Publié le par Felli Bernard

La télévision sous contrôle

 

La télévision sous contrôle

Vers des quotas ethniques

Il n’a pas échappé aux téléspectateurs que depuis quelques années, tant dans les «  séries  », que dans les Journaux télévisés, les acteurs ou intervenants d’origines exogènes sont de plus en plus nombreux. Ce qui est une des conséquences normales des brassages de populations mais elle n’est pas due au hasard. Elle est méthodiquement organisée par des associations ethniques de plus en plus revendicatives.

Les dirigeants de France Télévisions entendent pousser à la roue. Début novembre, a été lancé un « Guide expertise » qui est, en fait, un annuaire de personnalités issues «  de la diversité  » destiné aux journalistes et producteurs d’émissions. Si l’on cherche un peu, on trouve comme acteur principal ayant imaginé et mis en place cet annuaire spécial, un réseau audacieux, le «  Club XXIe siècle  ». Il déclare «  militer pour la valorisation de la diversité  ». Il a sélectionné 150 «  personnalités  » dans divers secteurs culturels, économiques, scientifiques mais toutes « issues des minorités visibles » qui sont proposées pour intervenir dans les émissions de débat et les Journaux télévisés. Ces revendications sont donc en accord parfait avec l’objectif de Mme Ernotte, la patronne de France Télévisions, qui, ces dernières semaines, inquiétée par les sondages électoraux, cherchait en vain à se rapprocher des milieux LR.

On arrive petit à petit vers des sélections sur des critères «  visibles  » pourtant officiellement condamnés par la loi. Pour appuyer l’argumentaire, la direction de France Télévisions a publié en juin dernier un «  bilan diversité  » qui chiffrait à 12 % la proportion des non-Blancs dans l’information sur France 2 et 10 % sur France 3. Il y a plus d’un an que Mme Ernotte avait rencontré la vice-présidente du Club XXIe siècle et lui avait promis la réalisation de l’annuaire «  d’experts  ». Nous y sommes. Que peut-on dire sur ce club  ?

La télévision sous contrôle
Au coeur du pouvoir – Enquête sur le club le plus puissant de France

Les fondateurs ne cachent pas avoir fait référence, pour le nom, au club huppé très influent Le Siècle, fondé en 1944 par Georges Bérard-Quélin et étudié à fond par le regretté chercheur Emmanuel Ratier.

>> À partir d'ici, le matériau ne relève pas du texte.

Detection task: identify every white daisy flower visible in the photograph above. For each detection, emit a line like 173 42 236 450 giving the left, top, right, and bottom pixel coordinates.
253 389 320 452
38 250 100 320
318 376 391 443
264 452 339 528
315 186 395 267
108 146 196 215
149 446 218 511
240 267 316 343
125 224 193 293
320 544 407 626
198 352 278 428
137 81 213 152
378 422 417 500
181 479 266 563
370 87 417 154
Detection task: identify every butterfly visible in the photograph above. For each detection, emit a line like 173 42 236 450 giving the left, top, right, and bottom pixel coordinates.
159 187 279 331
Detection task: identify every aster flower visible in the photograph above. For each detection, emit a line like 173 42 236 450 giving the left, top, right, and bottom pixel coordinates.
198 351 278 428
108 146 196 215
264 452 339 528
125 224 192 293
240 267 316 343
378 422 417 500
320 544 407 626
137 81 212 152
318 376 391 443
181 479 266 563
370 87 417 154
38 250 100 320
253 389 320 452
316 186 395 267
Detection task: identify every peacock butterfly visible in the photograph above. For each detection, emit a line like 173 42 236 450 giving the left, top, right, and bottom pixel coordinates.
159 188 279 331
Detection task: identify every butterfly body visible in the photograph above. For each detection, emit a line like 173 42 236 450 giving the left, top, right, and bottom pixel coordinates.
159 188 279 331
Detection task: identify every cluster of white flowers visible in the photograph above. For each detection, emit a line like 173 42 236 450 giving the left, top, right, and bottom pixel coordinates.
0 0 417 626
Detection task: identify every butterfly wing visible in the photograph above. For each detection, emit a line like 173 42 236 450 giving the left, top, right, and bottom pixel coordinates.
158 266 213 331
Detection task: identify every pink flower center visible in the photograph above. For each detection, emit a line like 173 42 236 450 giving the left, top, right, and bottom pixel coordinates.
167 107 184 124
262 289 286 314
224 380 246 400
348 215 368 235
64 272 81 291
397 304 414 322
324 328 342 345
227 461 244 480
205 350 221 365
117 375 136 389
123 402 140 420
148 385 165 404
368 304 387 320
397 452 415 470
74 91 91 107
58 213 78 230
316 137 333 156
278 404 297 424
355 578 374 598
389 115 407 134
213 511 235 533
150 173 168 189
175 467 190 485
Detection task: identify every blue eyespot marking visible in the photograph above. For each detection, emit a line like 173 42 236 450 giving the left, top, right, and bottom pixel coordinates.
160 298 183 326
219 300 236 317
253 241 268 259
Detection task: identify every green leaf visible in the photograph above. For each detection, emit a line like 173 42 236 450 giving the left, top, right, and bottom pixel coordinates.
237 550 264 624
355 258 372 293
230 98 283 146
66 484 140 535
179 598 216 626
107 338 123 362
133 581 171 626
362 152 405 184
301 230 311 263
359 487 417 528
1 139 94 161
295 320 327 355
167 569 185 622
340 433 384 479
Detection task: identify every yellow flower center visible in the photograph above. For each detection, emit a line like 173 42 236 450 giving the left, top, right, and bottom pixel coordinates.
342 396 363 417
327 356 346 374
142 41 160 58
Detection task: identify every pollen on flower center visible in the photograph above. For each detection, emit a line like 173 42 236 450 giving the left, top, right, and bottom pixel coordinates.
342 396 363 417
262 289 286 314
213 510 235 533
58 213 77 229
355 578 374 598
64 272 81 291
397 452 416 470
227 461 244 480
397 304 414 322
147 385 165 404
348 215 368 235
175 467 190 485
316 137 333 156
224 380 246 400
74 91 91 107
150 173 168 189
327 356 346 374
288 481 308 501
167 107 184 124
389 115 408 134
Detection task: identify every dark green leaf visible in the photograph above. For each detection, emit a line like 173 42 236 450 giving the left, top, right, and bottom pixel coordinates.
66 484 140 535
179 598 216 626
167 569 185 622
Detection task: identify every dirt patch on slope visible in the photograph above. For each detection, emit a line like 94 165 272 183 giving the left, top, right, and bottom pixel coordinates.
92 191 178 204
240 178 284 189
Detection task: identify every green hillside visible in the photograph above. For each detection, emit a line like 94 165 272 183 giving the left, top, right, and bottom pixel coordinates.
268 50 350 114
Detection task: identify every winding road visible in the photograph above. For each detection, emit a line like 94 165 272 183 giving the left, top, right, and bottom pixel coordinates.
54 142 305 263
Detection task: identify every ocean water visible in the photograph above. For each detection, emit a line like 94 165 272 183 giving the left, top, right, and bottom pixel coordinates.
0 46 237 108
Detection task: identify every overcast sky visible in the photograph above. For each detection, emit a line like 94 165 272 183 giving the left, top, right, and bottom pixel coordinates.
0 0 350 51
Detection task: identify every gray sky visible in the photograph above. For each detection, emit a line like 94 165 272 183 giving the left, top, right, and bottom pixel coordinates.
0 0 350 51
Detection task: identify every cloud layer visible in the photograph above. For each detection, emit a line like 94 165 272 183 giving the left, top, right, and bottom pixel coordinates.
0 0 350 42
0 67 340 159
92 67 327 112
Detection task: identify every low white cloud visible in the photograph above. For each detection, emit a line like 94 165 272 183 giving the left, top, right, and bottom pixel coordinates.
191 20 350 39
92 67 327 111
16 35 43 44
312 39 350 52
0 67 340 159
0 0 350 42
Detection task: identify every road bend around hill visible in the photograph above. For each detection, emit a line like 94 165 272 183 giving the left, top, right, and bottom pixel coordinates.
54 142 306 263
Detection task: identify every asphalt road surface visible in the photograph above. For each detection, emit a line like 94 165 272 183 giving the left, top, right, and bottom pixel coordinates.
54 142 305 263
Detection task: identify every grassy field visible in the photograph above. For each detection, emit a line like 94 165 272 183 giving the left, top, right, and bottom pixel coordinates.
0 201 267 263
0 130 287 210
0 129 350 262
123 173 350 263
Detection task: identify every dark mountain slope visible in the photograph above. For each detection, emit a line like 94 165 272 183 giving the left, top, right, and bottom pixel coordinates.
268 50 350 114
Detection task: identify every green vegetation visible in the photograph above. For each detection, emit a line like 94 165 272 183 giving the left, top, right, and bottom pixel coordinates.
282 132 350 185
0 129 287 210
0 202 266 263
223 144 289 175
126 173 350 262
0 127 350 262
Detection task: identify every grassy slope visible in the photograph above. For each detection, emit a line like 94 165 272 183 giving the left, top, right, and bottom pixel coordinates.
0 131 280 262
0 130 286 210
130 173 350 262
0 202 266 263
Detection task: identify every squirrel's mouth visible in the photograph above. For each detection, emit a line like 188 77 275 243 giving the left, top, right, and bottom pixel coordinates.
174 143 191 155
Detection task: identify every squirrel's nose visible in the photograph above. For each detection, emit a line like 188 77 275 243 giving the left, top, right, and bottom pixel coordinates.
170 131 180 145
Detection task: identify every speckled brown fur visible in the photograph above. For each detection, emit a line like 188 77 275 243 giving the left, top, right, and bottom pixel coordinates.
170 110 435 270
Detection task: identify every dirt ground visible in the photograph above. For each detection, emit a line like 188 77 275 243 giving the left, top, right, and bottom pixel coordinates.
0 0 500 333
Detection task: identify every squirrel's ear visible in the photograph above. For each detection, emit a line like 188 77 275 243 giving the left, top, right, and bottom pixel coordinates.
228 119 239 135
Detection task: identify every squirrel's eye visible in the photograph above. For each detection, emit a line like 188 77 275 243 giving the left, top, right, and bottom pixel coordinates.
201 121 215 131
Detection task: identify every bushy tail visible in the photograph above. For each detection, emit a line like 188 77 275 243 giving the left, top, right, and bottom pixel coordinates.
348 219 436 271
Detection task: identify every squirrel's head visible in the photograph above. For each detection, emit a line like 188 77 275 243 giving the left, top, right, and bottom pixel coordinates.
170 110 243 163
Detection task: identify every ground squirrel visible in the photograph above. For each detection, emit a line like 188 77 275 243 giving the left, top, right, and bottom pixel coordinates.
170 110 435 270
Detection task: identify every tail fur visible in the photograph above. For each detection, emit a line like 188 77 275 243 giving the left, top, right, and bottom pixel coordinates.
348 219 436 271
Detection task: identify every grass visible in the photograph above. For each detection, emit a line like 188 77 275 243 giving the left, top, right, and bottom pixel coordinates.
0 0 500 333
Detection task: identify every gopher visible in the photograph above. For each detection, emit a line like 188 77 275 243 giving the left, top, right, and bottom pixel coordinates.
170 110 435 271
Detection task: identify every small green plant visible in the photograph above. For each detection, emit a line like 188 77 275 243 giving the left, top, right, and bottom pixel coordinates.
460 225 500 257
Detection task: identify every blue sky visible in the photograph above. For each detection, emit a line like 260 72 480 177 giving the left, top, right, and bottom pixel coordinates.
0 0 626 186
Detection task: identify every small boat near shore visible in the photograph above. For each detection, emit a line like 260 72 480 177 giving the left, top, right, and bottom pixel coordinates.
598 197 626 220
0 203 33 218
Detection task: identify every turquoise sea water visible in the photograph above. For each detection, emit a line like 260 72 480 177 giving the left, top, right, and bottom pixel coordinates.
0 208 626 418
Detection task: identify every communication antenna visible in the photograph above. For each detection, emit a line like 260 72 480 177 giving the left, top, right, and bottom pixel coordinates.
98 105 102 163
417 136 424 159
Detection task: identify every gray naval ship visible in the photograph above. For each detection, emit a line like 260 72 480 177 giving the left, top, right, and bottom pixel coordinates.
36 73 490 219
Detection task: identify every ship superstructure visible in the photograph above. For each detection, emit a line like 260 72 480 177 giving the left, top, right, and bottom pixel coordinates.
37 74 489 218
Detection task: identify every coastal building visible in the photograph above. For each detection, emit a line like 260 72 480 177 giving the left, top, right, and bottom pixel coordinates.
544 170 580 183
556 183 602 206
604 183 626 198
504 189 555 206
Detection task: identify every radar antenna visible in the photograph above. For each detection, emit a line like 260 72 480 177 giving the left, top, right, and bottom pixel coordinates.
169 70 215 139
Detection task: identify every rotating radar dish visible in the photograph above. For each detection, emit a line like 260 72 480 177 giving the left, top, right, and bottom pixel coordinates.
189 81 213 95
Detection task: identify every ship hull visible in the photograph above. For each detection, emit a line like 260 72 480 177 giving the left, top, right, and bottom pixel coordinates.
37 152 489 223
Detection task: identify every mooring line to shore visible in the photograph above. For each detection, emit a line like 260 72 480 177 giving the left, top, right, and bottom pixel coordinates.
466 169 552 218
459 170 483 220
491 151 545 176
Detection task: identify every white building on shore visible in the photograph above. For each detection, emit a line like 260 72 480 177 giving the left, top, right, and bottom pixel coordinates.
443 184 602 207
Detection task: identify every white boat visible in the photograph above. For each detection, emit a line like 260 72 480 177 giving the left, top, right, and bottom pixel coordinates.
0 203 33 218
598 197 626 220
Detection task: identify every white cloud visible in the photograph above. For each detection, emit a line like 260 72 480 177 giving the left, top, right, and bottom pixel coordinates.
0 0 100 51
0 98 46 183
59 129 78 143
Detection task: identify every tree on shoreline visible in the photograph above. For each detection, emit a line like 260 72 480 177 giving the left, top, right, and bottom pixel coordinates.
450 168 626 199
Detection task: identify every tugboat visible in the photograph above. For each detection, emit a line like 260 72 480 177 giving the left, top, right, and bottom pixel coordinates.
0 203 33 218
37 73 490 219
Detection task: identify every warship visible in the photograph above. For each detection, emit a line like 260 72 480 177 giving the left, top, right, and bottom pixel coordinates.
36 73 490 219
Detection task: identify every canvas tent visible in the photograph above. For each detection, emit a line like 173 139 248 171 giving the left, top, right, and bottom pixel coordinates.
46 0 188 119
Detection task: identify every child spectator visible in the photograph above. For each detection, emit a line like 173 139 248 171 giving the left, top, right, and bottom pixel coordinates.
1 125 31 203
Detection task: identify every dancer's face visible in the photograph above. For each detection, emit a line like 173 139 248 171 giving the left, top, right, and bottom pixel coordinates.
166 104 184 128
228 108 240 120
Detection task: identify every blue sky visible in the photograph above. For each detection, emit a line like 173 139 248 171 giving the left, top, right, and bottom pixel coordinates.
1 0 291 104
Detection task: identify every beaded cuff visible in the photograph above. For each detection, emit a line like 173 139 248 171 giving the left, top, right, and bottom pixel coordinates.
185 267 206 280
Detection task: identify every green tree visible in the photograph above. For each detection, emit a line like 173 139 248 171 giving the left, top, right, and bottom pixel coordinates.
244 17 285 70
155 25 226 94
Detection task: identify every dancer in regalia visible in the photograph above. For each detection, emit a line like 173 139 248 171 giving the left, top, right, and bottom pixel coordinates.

Le Club XXIe siècle a été créé en 2004 et son but affiché est de faire connaître et promouvoir des enfants issus de l’immigration. Aujourd’hui, il se présente comme un réseau de banquiers, de chefs d’entreprise, de hauts fonctionnaires dont la plupart sont originaires majoritairement du Maghreb et de l’Afrique subsaharienne. Comme pour son modèle, ce club recrute par cooptation. L’idée a été « soufflée » plus ou moins par l’entourage chiraquien. Parmi les fondateurs, on rencontre le principal dirigeant, Hakim El Karaoui qui l’a présidé et une vingtaine de personnalités dont Béchir Mana 3, un temps secrétaire adjoint au ministère de la Défense, et Rachida Dati, née en 1965, ex-ministre de la Justice, ex-conseiller de Jacques Chirac. Cette dernière a dû quitter le Club sous la pression de certains membres. Selon l’expression du Nouvel Observateur (L’Obs) qui s’en est réjoui : « le gotha des minorités ne souhaitant pas devenir une officine sarkozyste ». En revanche, le club se présente comme un laboratoire d’idées (« think tank » dit-il) qui intervient également dans de multiples partenariats, conseils, aides, presse, tels Passeport avenir, Frateli, Talents des cités, Talents 21… Il compose des annuaires et des brochures : Le Pacte du XXIe siècle, l’Annuaire des administrateurs indépendants, l’Annuaire Expertise… Toutes suggestions pressantes visant à imposer aux grandes entreprises des membres des conseils d’administration d’origines plus exogènes. Les dirigeants du Club ont rencontré les patrons d’Accenture, de BNP, d’Engie, de Free, de Neuflize… Serait-ce pour forcer la main ? Le Club a sélectionné de lui-même vingt-trois candidats ou hauts cadres des « minorités visibles » ! Ne risque-t-on pas de se diriger vers des embauches imposées ?

Le Club organise des rencontres mondaines : des Dîners débats, le Forum européen de la Diversité, le « Young Mediterranean Leaders Forum », les Trophées XXI de la Diversité… Le Pacte du XXIe siècle est un projet politique qui regroupe les propositions du Club et doit être soumis aux différents candidats à la présidentielle du printemps prochain. Les auteurs veulent obtenir leurs engagements publics à promouvoir la diversité… Ce qui ressemble fortement aux marchandages de certains lobbies. On note un activisme semblable auprès du Medef.

Actuellement la présidence de la gouvernance est tenue par Haiba Ouaissi, maître de conférence de droit du travail à l’université de Rouen, auteur d’ouvrages de droit, avocat, officier de réserve ; la vice-présidente est Virginie Sassoon… Les media sont naturellement des cibles privilégiées, spécialement ceux qui touchent les masses.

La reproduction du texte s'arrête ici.